Cuando volvía
de bailar, escribía. Todas las noches escribía a máquina, desde que papá me
regaló una para mi cumpleaños. En el colegio tenía mecanografía y lo convencí
diciéndole que nos mandaban tareas muy largas y difíciles. En realidad la quería
porque en la serie de Superman que veía, Luisa Lane tenía una. Mi máquina era
verde agua y podía escribir en tinta negra o roja. Yo quería usar todos los
dedos, así que me forzaba a poner cada uno sobre la tecla correspondiente, como
nos habían enseñado, y a no levantarlos. Lo que más me gustaba era el ruido de
cada letra impactando en el papel. En casa se quejaban de que no podían dormir
o que Sol y Jimena no podían concentrarse para hacer su tarea. Cuando me
decían eso, apretaba las teclas con más fuerza y más rápido, una tras otra.
Quizá escribía renglones llenos de letras sin sentido o apretaba siempre la
misma tecla, solo para molestarlos.
En séptimo
grado mamá no me dejó ir al campamento que organizaba el colegio para despedir
el año. Esa semana lloré todos los días y la pasé sola en el aula con Cialella,
un pibe que si le hablabas no te contestaba, sólo movía la cabeza. Un tiempo
más tarde, mamá no quería que fuera a bailar a la matiné. Las chicas iban desde
primer año, pero para ella esas cosas todavía no eran necesarias. Cuando por
fin me dejó, un mes después, las chicas pasaron de la matiné de Pachá a las
noches de Scape, y yo con ellas. Mamá no pudo decir nada. Hasta que, a fines de
la secundaria, me prohibió que viajara a Bariloche. ¿Cómo iba a decirle a mis
amigas que no me dejaban viajar, si encima yo era la más grande? De todas las
cosas que mamá no me dejaba hacer, esa era la más humillante.
O casi, porque
mamá seguía revisando mis diarios íntimos, los encontraba cada vez que los escondía.

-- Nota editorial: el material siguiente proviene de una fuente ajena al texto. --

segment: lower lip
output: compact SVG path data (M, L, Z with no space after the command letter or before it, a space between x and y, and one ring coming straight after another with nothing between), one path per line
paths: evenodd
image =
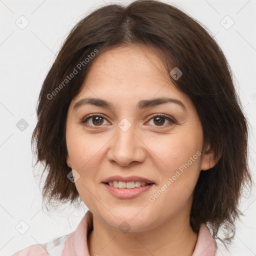
M147 186L139 186L134 188L118 188L110 186L105 183L104 183L103 184L113 196L122 199L136 198L139 194L148 190L154 185L154 184L151 184Z

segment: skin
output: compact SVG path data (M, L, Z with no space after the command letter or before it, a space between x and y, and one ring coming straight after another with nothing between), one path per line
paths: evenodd
M217 162L210 152L203 152L196 110L146 46L115 48L98 54L94 60L80 92L70 104L66 130L66 164L80 174L76 188L94 216L94 229L88 238L90 255L112 256L114 252L124 256L191 256L198 238L189 221L192 191L201 170ZM173 103L140 111L136 108L140 100L162 96L180 100L186 110ZM109 101L116 108L88 104L74 108L86 97ZM92 114L104 116L100 124L93 118L81 122ZM176 122L163 118L159 124L158 116L152 117L155 114ZM126 132L118 126L124 118L132 124ZM200 156L150 202L149 197L197 152ZM102 183L114 175L138 176L155 184L135 198L120 199ZM118 228L124 221L131 226L126 234Z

Así que empecé a escribir en hojas blancas oficio y en color rojo la historia
con Pablo, por si algún día se me olvidaba. Quería tener cada detalle desde el
primer momento que lo conocí. Mama creía que hacía la tarea para mecanografía y
después guardaba las hojas entre los ejercicios. Hojas completas con renglones
repitiendo series sin sentido: que lupa tiempo yanqui quark pisar quejar peña
presionar. Hojas que decían: “Me enamoré de Pablo cuando me abrió la puerta en
séptimo grado. Justo llegábamos al colegio Pablo, Cialella y yo. Los tres
esperábamos que la portera abriera la puerta. Cialella pasó primero casi
chocándome y Pablo sostuvo la puerta para que yo entrara. Papá había visto todo
desde el auto y esa noche me preguntó quién era ese chico tan caballero. Yo no
le contesté y seguí mirando la tele”.
El viaje de
egresados desató discusiones continuas. Papá con mamá. Mamá conmigo. Papá me
dejaba ir, pero mamá decía que allá iba a estar sola y que no sabía manejarme.
Primero pensaba que mamá siempre tenía miedo de que algo malo me pasara y ella
no estuviera ahí. Después me di cuenta de que era solo porque no quería perder
el control de la vida de su hija. Yo amenazaba con armar un bolso e irme si no
me dejaban viajar a Bariloche. Lo gritaba y cerraba con un golpe la puerta del
baño. Pasaba una hora ahí adentro escuchando cómo papá discutía con mamá.
-¿Querés
tenerla adentro de un tupper toda la vida?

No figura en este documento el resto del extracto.